I. Limiting university places of students non-resident in Belgium may be justified on grounds


of public health protection
European Union law precludes, in principle, a limitation on enrolment by non-resident students in
certain university courses in the public health field. However, such a limitation is compatible with
European Union law if proved justified with regard to the protection of public health. That is the
substance of the judgment delivered by the EU Court of Justice on Tuesday 13 April in a case which
brought Nicolas Bressol and others and Céline Chaverot and others against the Government of the
French Community of Belgium.
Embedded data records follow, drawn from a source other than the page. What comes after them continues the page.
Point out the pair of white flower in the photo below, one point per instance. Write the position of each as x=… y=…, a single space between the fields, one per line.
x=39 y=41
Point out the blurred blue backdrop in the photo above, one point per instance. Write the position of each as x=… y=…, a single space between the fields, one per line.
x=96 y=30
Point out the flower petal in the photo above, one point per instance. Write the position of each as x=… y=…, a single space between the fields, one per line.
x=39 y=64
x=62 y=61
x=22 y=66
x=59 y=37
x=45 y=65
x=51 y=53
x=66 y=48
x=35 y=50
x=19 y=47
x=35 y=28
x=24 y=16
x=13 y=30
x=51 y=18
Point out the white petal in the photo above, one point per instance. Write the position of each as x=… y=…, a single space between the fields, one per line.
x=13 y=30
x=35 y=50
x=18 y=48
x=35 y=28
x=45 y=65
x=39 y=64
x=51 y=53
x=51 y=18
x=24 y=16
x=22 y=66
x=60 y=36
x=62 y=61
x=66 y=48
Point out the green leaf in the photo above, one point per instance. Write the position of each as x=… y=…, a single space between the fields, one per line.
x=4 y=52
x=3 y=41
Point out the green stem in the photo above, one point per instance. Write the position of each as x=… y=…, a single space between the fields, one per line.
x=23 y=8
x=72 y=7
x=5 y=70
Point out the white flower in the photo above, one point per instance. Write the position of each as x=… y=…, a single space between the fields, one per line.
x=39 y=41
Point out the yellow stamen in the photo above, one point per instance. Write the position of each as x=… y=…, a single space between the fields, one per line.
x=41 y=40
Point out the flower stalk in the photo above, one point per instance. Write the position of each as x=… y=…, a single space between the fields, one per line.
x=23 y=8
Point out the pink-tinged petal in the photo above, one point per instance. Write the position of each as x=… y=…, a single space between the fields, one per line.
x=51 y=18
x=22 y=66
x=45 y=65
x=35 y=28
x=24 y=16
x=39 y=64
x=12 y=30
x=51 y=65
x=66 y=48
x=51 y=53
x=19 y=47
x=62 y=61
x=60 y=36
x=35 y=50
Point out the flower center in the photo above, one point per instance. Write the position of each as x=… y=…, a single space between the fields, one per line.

For some years, the French Community of Belgium has noted a
significant increase in the number of students from other member states, in particular France, enrolling
in its institutions of higher education, in particular in nine medical or paramedical courses. Taking the
view that the number of such students attending those courses had become too large, the French
Community adopted the decree on 16 June 2006, according to which universities and schools of
higher education are obliged to set a limit on the number of students not considered as resident in
Belgium who may register for the first time in one of those nine courses. In principle, the total number
of non-resident students is limited, for each university institution and for each course, to 30 % of all
enrolments in the preceding academic year. Once that percentage has been reached, the non-
resident students are selected, with a view to their registration, by drawing lots. In that context, the
Belgian Constitutional Court, before which an action was brought seeking annulment of the decree,
submitted questions to the Court of Justice for a preliminary ruling. (13/04/2010 Agence Europe)

II. Conference on Healthy Ageing


On 15 April 2010 the European Parliament hosted a conference on “Healthy Ageing a Research
European Priority: the Dutch Perspective.” The conference was a success bringing together top
decision makers and prestigious scientists. The opening speech was given by Maria Geoghegen-
Quinn, the Commissioner for Research and Innovation, where she repetitively requested new idea
proposals in the field of research and innovation which she would present at the autumn summit for
th
the 8 European framework program. In addition she made clear claim that her goal was “research to
retail.” She is pushing for the EU to research and develop ideas in the field of healthcare which can
then be sold and used in hospitals worldwide. This conference answered many of Ms Geoghegan-
Quinn’s demands by outlining the problems in healthcare and individuals lifestyles and presenting
possible solutions which need to be researched, developed and implemented in the coming years.
For more information please contact jesssica.buckley@aeip.net

III. Swedish pharmacists tackle fake medicines


New technology designed to combat counterfeit drugs has been successfully trialled by pharmacists in
Sweden, as a new EU directive on tackling fake medicines makes its way through the European
Parliament.The two-dimensional (2D) barcode system, which is backed by Europe's pharmaceutical
industry, allows retail pharmacists to verify the product is authentic and check whether a medicine has
been previously dispensed. Pharmacy staff and industry experts say the technology could help keep
counterfeit medicines from entering the distribution chain, and makes life difficult for pharmaceutical
bootleggers. (15/04/2010, Euractiv.com)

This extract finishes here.